Synchronizing Permissions & Auto-sync

As mentioned above the permissions entries are mapped to the classic Servoy's security groups. While running the svySecurity in a developer environment the svySecurity will synchronize the permissions from the Servoy's security groups into the svySecurity permissions table at every user login.

As default behavior the svySecurity module with automatically synchronize the permissions from the Servoy's security groups at every login also in a deployed solution. Such default behavior is setup to facilitate your testing and your first deployment, however synchronizing permissions at every login can impact the perfomances of your solution. Is therefore recommended to use a postImportHook module running scopes.svySecurity.syncPermissions() to synchronize permissions at every new deployement instead and disable auto-sync for every login. Auto-sync can be disabled by setting the user property svy.security.auto-sync-permissions-when-deployed=false.

The user property can be set in the user.properties setting of the admin-page or directly in the servoy.properties file used for the deployed instance.

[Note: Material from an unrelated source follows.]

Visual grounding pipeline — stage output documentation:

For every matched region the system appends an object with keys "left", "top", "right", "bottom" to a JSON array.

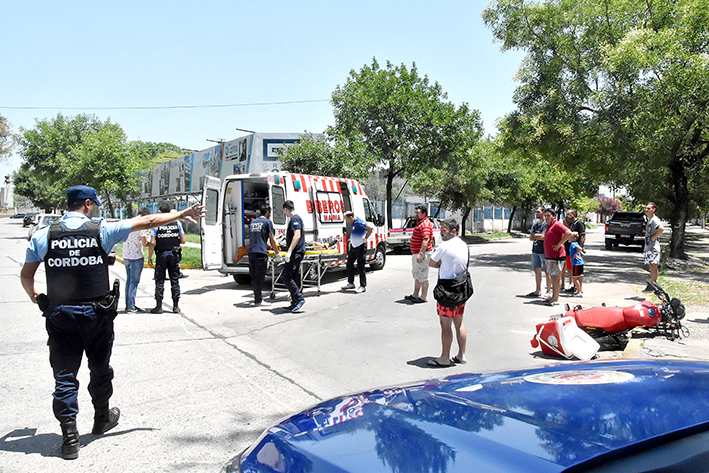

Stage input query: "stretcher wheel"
[{"left": 270, "top": 292, "right": 276, "bottom": 300}]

Login User ID & Auto-Enter

Available since v1.6.0

The Servoy logged User UID may be used as Auto-Enter value to populate automatically columns of newly created records (see AutoEnterDefinitions).

By default when using the svySecurity module, the User's username value fills the Auto-Enter value for the Creation user UID and Modification user UID.

Since version 1.5.0 of svySecurity the User can be identified by an unique UUID. Optionally the user's UUID can be used instead of the User's username as Auto-Enter value. Such option can be enabled by setting the user property svy.security.login-with-user-id-as-user-uid=true.

The user property can be set in the user.properties setting of the admin-page or directly in the servoy.properties file used for the deployed instance.


*New Cache Permissions for enhanced perfomance

Available since v2022.3.0

The svySecurity module is now configured to cache user permissions upon login; doing so can considerably improve perfomance since will verify user permissions against the session cache. Please note that when using cached permissions the user won't acquire any newly assigned permission until next login.

You can disable the permission cache by setting the user property svy.security.use-cache=false. The user property can be set in the user.properties setting of the admin-page or directly in the servoy.properties file used for the deployed instance.


However is highly recommended to keep this option enabled if your solution has a large number of permissions.

*New Create Sample Data

Available since v2022.3.0

To facilitate access to the svySecurity module, upon launch the svySecurity module creates sample data ( sample Tenant with sample User & Role ) when there are no Tenants. When deploying your solution on a live environment, likely you don't want to have sample data created for you.

You can opt out this behavior by setting the user property svy.security.create-sample-data=false. The user property can be set in the user.properties setting of the admin-page or directly in the servoy.properties file used for the deployed instance.